They are different to ordinary youth crime programmes because they specifically target teenagers who are deemed most likely to become offenders or truants.

The scheme works by offering targeted assistance and support to the 50 youngsters most likely to become involved in crime, truancy or exclusion - known as the "core 50".

These children are then invited to join YIP schemes, where they will be 'engaged' and given support and help. Participation in the projects is voluntary.


They are identified using a consultation process with several government agencies including the police, social services, local education authorities and schools, who decide which 13 to 16 year olds are most at risk.

The teenagers are then effectively targeted, or engaged, by the people running the programmes in a bid to stop them committing crimes or playing truant.

The idea is that at least three quarters of the people who are chosen to take part in YIP schemes are given things to do to keep them off the streets.

This 'intervention' can come in a variety of guises, from providing support to parents, language support for ethnic minority students, music groups, holiday clubs, environmental clean-up projects, participation in sports and even drama workshops.


Most schemes have a target of reducing arrest rates among the group by around 60% within a year.
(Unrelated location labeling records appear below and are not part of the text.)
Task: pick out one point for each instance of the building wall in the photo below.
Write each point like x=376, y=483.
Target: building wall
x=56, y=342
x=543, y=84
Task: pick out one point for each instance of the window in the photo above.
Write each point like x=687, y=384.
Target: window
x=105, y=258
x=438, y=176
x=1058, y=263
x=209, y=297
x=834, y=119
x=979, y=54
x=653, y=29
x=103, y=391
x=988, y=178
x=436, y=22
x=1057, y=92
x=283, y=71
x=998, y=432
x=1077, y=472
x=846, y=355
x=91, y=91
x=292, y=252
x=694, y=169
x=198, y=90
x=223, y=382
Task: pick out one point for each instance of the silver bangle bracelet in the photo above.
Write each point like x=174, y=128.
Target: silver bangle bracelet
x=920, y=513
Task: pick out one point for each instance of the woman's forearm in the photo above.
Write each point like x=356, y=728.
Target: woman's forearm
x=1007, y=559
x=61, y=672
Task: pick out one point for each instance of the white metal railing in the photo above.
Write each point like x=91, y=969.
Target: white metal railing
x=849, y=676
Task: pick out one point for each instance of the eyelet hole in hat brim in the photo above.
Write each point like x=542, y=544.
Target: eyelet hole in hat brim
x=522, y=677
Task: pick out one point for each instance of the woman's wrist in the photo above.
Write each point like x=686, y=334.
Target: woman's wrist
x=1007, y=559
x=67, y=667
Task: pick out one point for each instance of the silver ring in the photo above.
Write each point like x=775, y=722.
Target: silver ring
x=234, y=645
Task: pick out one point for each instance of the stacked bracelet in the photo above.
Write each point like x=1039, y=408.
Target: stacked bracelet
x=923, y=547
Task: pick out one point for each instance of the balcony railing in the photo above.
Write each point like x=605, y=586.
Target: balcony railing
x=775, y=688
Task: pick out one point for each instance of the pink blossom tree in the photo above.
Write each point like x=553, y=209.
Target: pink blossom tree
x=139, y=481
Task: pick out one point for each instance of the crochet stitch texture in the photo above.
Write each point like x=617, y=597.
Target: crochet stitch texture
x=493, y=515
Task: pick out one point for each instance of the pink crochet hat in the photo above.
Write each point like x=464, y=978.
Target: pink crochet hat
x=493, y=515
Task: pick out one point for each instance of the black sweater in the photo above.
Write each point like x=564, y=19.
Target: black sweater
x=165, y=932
Other targets include reducing crime in the neighbourhood by 30% or achieving at least at 33% reduction in truancy and exclusions on the young people concerned.

Each programme receives an annual grant from the Youth Justice Board and is required to find at least an equal amount in matched funding from local agencies.

The first YIP scheme was set up in 2000 by the Youth Justice Board. There are currently 70 such programmes in operation in England and Wales on some of the most deprived estates in the UK.